In the example below I want the code to return true for all cases of the string from
1-2-3-A-5-6-
to 1-2-3-Z-5-6-
Currently my code returns false.
#!/bin/bash
TEMPLATE='1-2-3-*-5-6-'
CASE='1-2-3-A-5-6-'
if [[ "$TEMPLATE" == "$CASE" ]]; then
echo "It's there."
else
echo "NO, improve!"
fi
>Solution :
The pattern 1-2-3-*-5-6-
is a glob.
This pattern language is described in the Pattern Matching section of the bash manual, and available to both the [[ == ]]

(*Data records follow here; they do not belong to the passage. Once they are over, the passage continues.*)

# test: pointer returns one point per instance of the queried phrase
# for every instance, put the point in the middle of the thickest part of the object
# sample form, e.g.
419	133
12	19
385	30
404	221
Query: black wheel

test you’re trying to use (manual quoted below), and the case
version mentioned in a comment.
[[ expression ]]
… When the
==
and!=
operators are used, the string to the right of the operator is considered a pattern and matched according to
the rules
described below under Pattern Matching, as if the extglob shell option were enabled. The=
operator is equivalent to
==
. If the nocase‐
match shell option is enabled, the match is performed without regard to the case of alphabetic characters.
… Any part of the pattern may be quoted to force the
quoted portion to be matched as a string.
There are only two constraints:
-
you can’t quote the pattern if you want it to be matched as a pattern rather than a literal string
(see the last quoted paragraph)
-
the pattern must go on the right hand side of the operator
(first paragraph)
So your code will work fine as
#!/bin/bash
TEMPLATE='1-2-3-*-5-6-'
CASE='1-2-3-A-5-6-'
if [[ $CASE == $TEMPLATE ]]; then
echo "It's there."
else
echo "NO, improve!"
fi
NB. Part of the reason for using the built-in [[ ]]
conditions instead of the old [ ]
ones is specifically that
Word splitting and pathname expansion are not performed on the words between the
[[
and]];
so you don’t generally need to quote variables (and in this particular case, must not quote at least one of them).